Les journées passaient lentement, égrenées par la rumeur distante de la cité, écho indistinct, irréel. Mais lorsque venaient les nuits, la gamine se recroquevillait sur sa couche de paille aux relents de moisissure. Les ténèbres devenaient opaques, autour d'elle, et c'est alors qu'elle semblait les entendre. Complices d'infortune, hallucinations, spectres de l'ancien temps ? Il lui semblait les percevoir, murmurant à son oreille, balbutiant, susurrant
Les barreaux s'ouvrent dans un grincement maladif, et une silhouette encapuchonnée lui attrape le bras d'une main puissante et sans douceur. Elle se relève péniblement, flageolante, et tente de suivre la cadence imposée par l'entité masquée. Ses yeux fouillent la salle où elle se trouve désormais. Une longue allée pavée de pierres sombres aux dessins mystiques, entourée de deux gigantesques alcôves de part et d'autre. A nouveau, elle entend les chuchotis, les promesses, les gémissements et les frissons qui agitent l'ombre. Plissant le nez, elle les discerne enfin, dizaines, centaines de formes voilées, coiffée de la même capuche angoissante que son ravisseur.

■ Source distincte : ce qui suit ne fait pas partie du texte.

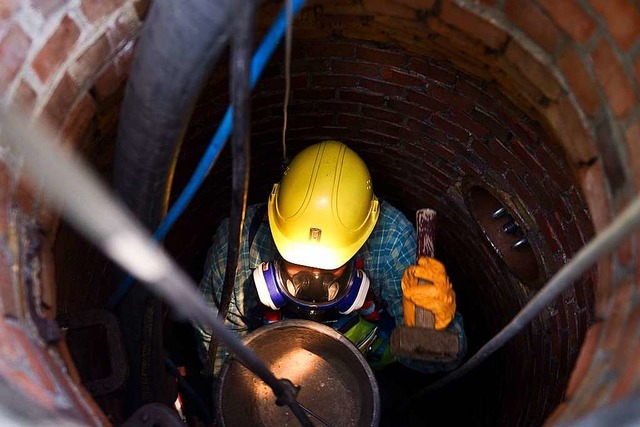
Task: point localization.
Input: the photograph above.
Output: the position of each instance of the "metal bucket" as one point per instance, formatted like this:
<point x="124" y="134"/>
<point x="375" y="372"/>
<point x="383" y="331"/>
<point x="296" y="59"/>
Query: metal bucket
<point x="336" y="382"/>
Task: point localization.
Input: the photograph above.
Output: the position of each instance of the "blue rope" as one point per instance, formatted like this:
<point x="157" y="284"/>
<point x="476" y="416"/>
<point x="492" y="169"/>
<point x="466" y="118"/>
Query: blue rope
<point x="259" y="61"/>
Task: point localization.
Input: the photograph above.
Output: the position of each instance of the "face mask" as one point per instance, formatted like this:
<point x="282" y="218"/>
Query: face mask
<point x="281" y="283"/>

A longues enjambées, celui-ci lui fait traverser le couloir dallé, et ils émergent dans la pièce suivante, tel un couple extravagant et insolite, gigantesque colosse camouflé et minuscule bambin apeuré.

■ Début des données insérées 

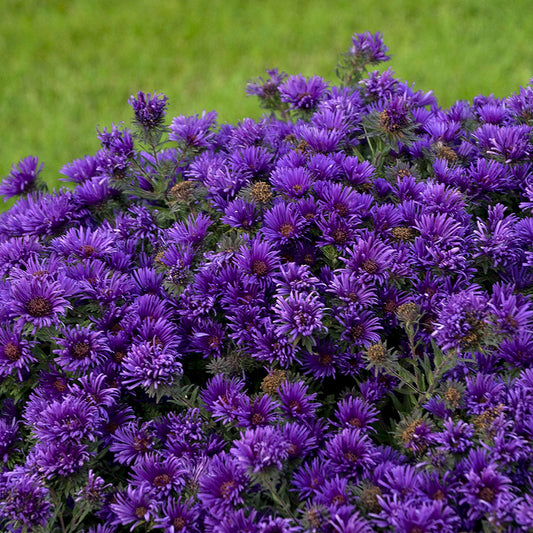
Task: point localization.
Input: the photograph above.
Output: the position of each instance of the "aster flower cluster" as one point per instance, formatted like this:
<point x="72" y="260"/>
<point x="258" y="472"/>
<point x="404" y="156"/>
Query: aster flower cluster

Les bruits distants n'étaient point ceux de la ville, mais ceux de la bacchanale qui semble se tenir dans l'antichambre qu'ils viennent d'atteindre. Hommes et femmes sont nus, leurs corps dévastés par les affres de la débauche qu'ils subissent depuis des nuits, vautrés dans la nourriture et la fange. L'enfant se met à pleurer devant le spectacle de dépravation, les êtres entassés lubriquement dans l'orgie, l'odeur du vice agressant ses narines, les cris et les râles érotiques assaillant ses oreilles.
Mais à nouveau, le géant se met en route, traînant désormais Daenn par le bras, tandis qu'elle sanglote et se cache désespérément le visage de sa main libre, barbouillée de larmes et de poussière.
Ils pénètrent finalement à pas lents dans un gigantesque amphithéâtre taillé à même la pierre. De lourdes tentures écarlates couvrent les murs, et une myriade de cierges constelle l'assemblée. Toujours ces juges dissimulés qui paraissent vouloir décider de son sort. Au centre, un monstrueux brasier dont les flammes s'échappent à grandes lampées, disparaissant dans l'obscurité de la voûte.
Daenn reste hypnotisée par le feu, les larmes asséchées sur ses joues par la chaleur étouffante. A présent libérée, elle fait un pas, puis un autre, vers le brasero. Puis encore un autre
***
A genoux sur le sol de pierre, la femme prononce le nom de son amant.
« Da Daenn ? »
Une ombre passe sur le visage de l'homme, et celui-ci cligne un instant des yeux, regardant celle qu'il aime comme s'il la redécouvrait. Lentement, il l'aide à se relever, recouvrant son corps d'une étoffe de soie, ses gestes attendris guidés par mille précautions.
D'une main qui se veut rassurante, il la berce et caresse son visage. Mais la fébrilité cette nuit-là mettra des heures à le quitter.